Do the square root intrinsics work on all platforms?

Oh! Thanks for pointing that out.

Though that gives me an interesting idea: f80 has a 64-bit mantissa, so might work for u64::isqrt...

the Linux Kernel disables SSE and AVX:

except that, on MSVC, the precision is set to 53 bits, not full precision.

Be careful about applying the pigeonhole principle here. While f64 can't represent all 64 bit integers, it can represent all 64 bit square roots. (my_u64 as f64).sqrt() as u64 might not always be exactly the number you want, but it should be very close (possibly always ±1), and it's an extremely good guess for the first iteration of another algorithm.

Pretty sure you shouldn't use x87 these days, the CPU isn't optimised for it. But I'm not a compiler writer, so take what I say with a grain of salt.

I think some CPUs had massive setup cost when switching between x87 and vector instructions as well, though that might have been with MMX (where the register backend storage overlapped iirc).

Also, so far we have only talked about x86. What about ARM (where you would presumably use VPF or NEON I think?), ARM64, PPC, or RISCV?

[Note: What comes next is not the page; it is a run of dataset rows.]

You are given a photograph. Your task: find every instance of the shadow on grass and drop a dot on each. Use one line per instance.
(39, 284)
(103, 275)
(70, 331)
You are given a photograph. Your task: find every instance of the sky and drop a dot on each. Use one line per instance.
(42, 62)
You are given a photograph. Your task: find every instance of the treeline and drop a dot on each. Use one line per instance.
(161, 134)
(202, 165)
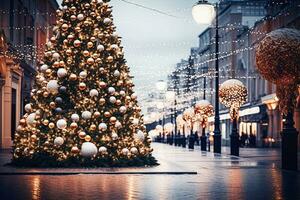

Presumably an analysis and benchmark would need for each of the tire 1/2 targets at least? Especially messy on arm with their hf versions etc. And so many more vendors to benchmark on than on x86 too!

I guess it depends on what you use it for if +/-1 is suitable.

As a programmer I know floating point is approximate. But I expect integer operations to be exact (though possibly rounded, usually towards zero) as long as the value didn't overflow.

To be frank, I'm not sure what I would use integer square root for, I don't personally have a use for it in any code I write. But if we use an approximation we should check that won't break any expectations.

Is there for example any search algorithm that uses an integer square root to select an index? Could something like that break for large indices (probably the u32/f32 case, I don't expect anything to use more than 53 bits to represent anything in memory, as far as I know we haven't reached that point yet).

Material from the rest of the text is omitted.